Friday, April 1, 2011

Boltzmann

Ludwig Boltzmann, one of the great mathematical physicists of the late 19th century, visited Berkeley to teach a summer school course in 1905.



Boltzmann wrote an essay about this trip, titled "The Visit of a German to El Dorado". An English translation can be found here.  I first read this during my stay in Berkeley in 1998 and I read it again on my current visit.

While in Berkeley, Boltzmann stayed at the Cloyne Court Hotel, which was built the year before he came. It is located just north of the campus and its construction was paid for in part by Phoebe Hearst, the mother of William Randolph Hearst. This hotel now houses students at Berkeley, so it is no longer really a hotel.  Here is what it looked like a long time ago:



Boltzmann wrote at one point about a "public meeting in the big live oak park on the Berkeley campus." Is that something different from Live Oak Park near my place?  It is a bit of a walk from there to the Berkeley campus.

On weekends Boltzmann took trips around the Bay area, including San Jose, Santa Cruz, and Palo Alto.  On a trip to San Jose he viewed Mars through the telescope at the Lick Observatory. He spent one day at Stanford and did not consider its buildings to be suitable for teaching, although he was impressed by the church on the campus. Stanford was established by Leland Stanford and his wife after their only son died at an early age, which led Boltzmann to remark that in Europe a grief-stricken rich woman buys a dozen cats, while in America she builds a university.

His most expensive luxury during his time in California was a hospital visit which cost him $35 "and it deprived me of a more pleasant adventure".  That seems a bit silly until we convert $35 in 1905 into today's money. From an online inflation calculator,  $1 in 1905 is about $25 in 2011 (equivalently, $1 today is about 4 cents in 1905), so Boltzmann's hospital visit would be $875 today. Whoa. And he visited the hospital just to get a boil removed.
 
Boltzmann's impressions of the people he saw were summarized as follows:  ``Yes, America will do great things.  I believe in these people, despite seeing them at work in the theoretical physics seminar doing integration and differentiation which was largely out of their line.''

On the return trip to Europe Boltzmann did some sightseeing, e.g.,  in Yellowstone, but eventually the summer heat and train soot was too much and he cut his touring short to get to a boat in New York.

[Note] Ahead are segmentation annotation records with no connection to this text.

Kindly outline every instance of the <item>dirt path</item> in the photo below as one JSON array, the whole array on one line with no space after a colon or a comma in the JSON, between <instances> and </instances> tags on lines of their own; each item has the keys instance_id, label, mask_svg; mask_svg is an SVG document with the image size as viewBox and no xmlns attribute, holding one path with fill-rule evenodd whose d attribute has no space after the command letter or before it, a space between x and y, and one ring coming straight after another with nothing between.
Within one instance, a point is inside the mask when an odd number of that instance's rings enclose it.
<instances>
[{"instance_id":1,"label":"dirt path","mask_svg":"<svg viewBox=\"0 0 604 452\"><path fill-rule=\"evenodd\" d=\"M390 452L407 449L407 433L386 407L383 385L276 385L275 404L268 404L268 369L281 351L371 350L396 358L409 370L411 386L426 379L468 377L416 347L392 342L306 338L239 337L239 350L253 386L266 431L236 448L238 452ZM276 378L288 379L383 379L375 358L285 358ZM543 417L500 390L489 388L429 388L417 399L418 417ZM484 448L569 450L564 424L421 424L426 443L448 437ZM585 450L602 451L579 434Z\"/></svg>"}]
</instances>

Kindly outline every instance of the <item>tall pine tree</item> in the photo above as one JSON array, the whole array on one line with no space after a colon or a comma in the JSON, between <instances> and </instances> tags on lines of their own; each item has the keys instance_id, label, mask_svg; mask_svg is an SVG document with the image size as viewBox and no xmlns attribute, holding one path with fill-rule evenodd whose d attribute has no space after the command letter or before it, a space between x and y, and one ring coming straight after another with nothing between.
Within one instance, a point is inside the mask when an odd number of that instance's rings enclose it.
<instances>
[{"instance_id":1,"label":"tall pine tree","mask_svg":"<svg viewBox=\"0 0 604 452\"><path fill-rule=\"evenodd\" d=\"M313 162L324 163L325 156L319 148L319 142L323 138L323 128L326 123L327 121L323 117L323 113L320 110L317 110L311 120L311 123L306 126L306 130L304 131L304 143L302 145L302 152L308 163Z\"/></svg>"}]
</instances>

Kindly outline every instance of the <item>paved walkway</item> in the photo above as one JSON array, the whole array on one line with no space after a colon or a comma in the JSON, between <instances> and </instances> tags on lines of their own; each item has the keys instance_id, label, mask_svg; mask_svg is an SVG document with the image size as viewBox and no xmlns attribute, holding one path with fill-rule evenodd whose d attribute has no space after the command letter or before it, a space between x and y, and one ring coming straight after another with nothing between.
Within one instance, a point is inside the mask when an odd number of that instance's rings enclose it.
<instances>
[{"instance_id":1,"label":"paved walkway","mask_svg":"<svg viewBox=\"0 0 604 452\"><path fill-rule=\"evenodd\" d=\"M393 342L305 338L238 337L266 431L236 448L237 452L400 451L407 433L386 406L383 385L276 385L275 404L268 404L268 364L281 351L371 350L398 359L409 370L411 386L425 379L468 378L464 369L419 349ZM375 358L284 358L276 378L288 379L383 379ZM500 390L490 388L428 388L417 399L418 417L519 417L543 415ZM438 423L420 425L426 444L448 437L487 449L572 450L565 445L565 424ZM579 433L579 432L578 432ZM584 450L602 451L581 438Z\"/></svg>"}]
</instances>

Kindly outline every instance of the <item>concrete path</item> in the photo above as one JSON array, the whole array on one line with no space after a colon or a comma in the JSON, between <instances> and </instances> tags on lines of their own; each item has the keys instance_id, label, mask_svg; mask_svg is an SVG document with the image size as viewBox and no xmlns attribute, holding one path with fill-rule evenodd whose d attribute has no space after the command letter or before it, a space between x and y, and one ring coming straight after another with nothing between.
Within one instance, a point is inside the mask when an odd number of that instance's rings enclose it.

Boltzmann believed in the existence of atoms, which at the time was largely not believed by physicists. (It was widely accepted by chemists in Boltzmann's day, but his colleagues were physicists, not chemists).  The lack of appreciation of his work led Bolztmann into depression and he committed suicide shortly after visiting Berkeley, in 1906. The timing was unfortunate, since he died shortly after the publication of Einstein's paper on Brownian motion, which helped convince many physicists of the reality of atoms.

On Boltzmann's grave is his equation for entropy: S = k log W.



Not too many people have logarithms on their tomb.